Thanks Gaila, certainly much of the talk is of general impressions, mixed with specific anecdotes that may or may not fit the general trends. I’m sure there are others like you too.
Ahhh The Colts defense has been playing without three main starters for a long time. Powers didn’t play against the jets so he could get better. Brocks ultimately a starter just not at DE because Mathis and Freeney are so good. The Saints on the other hand have a bad defense and Manning will kill them up. Brees will fumble the ball at least once and turn it over. Take a look at his record, he lost 6/10 fumbles for the season. The saints defense will lose it for them.

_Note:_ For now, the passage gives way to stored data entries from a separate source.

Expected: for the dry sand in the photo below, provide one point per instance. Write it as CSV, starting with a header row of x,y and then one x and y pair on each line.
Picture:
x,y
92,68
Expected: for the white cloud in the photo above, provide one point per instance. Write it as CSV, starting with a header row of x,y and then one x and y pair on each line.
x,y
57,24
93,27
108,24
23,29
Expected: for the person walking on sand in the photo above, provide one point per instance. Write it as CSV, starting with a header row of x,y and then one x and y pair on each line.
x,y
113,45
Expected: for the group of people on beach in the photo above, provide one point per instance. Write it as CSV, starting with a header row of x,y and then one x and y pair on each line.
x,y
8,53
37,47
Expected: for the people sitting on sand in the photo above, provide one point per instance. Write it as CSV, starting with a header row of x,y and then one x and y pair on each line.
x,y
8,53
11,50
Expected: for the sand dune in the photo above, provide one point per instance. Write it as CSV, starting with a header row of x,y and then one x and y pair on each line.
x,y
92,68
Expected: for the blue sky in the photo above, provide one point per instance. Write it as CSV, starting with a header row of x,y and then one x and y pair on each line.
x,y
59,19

With the exception The Colts defense has gotten better each game. The saints arent very good closers, the Colts are the best at playing 60 mins. Colts by at least 2 tds.

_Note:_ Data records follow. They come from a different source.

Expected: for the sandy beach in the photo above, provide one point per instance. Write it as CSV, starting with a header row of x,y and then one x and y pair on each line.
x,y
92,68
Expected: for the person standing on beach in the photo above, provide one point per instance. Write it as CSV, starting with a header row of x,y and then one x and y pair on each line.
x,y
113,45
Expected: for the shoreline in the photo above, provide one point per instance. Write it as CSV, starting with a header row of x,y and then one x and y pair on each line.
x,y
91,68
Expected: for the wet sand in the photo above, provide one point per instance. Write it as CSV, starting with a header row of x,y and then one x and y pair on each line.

But the SAINTS are playing !!!
I’ll be watching the game. My parents didn’t have too many rules about Sundays while I was growing up and yet we always felt we were honoring the Sabbath. We even went to church on vacations – nothing like Sacrament Mtg and then back to Disneyworld :). No shopping or movies, but we occasionally eat out b/c it was/is a treat for my mom – a guaranteed day for her not to have to cook. We do hold season tickets for Duke b-ball, though, and whichever branch of the family has 9a-12p church that year gets the Sunday games so no one skips church for it ! The main thing is always that we keep it a family day. Just about the only day we have together.

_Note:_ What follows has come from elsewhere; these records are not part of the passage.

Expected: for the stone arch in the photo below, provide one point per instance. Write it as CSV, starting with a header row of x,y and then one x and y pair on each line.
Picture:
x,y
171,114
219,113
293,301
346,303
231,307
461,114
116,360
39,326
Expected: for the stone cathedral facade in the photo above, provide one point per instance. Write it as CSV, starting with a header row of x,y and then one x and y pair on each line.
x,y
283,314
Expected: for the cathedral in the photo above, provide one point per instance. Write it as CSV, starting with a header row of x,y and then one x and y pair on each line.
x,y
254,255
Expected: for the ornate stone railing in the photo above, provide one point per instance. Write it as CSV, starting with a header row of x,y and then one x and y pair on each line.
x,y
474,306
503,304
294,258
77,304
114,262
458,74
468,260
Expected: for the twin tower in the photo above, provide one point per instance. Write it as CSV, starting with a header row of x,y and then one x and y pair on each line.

I don’t care what you say. I know for a fact that Satan himself was behind the recent change to having the Superbowl on the first Sunday in February, thereby destroying a good 2/3 of the pre-game munching that is standard Superbowl behavior. Nothing you say will change my mind on this.
I enjoyed this post but not enough to watch the game tomorrow. I love sports but not the NFL (although I am interested in the controversial anti-abortion commercial that will be aired). Will have to read more about the Jesus as perfect athlete. To world peace!
Craig, great post and good comments. Interesting.
Or maybe they just really don’t care about professional football. I knew the SB was coming up because it’s alway sometime after the college bowl games. But I didn’t know which Sunday it was until I read this post. OK, I still don’t but I assume it’s tomorrow (er…today). I have no idea who’s playing in it. And I can tell you that none of my kids knows it’s tomorrow (er…today).
It’s not because I hate sports and it’s not because I think you’re evil if you watch sports on Sunday. (I love BYU football and have been attending games since Sheide was the quarterback. And I’ll probably watch some of the Olympics on Sunday if I’m interested.) Fortunately my husband and I are pretty much in sync with that and neither of us pay attention to pro sports. It’s possible.
OTOH, I’m pretty sure I’m a self-righteous jerk. But it’s not because I don’t usually watch sports on Sunday. There are just so many other reasons.
Alison, pro sports certainly have all kinds of trouble, which have little to do with Sunday play. College sports aren’t so pristine either. I suppose the more money that’s involved the greater the potential for problems. But there are some great people too at any level.
You’re writing for Times & Seasons? Awesome. I heard Andrew’s wife is pregnant. Congrats!
Funny – I didn’t see this until Alison referenced it. Was this in reference to my comment #16, Hunter? If so, you could call me “hopelessly uninformed about professional sports” (by choice). Or “out of touch with what is [apparently] important American Culture”. Sure, guilty as charged – not having a t.v. helps with that. But “self-righteous jerk” is a bit much for not realizing the Super Bowl was this Sunday until you read about it on T&S.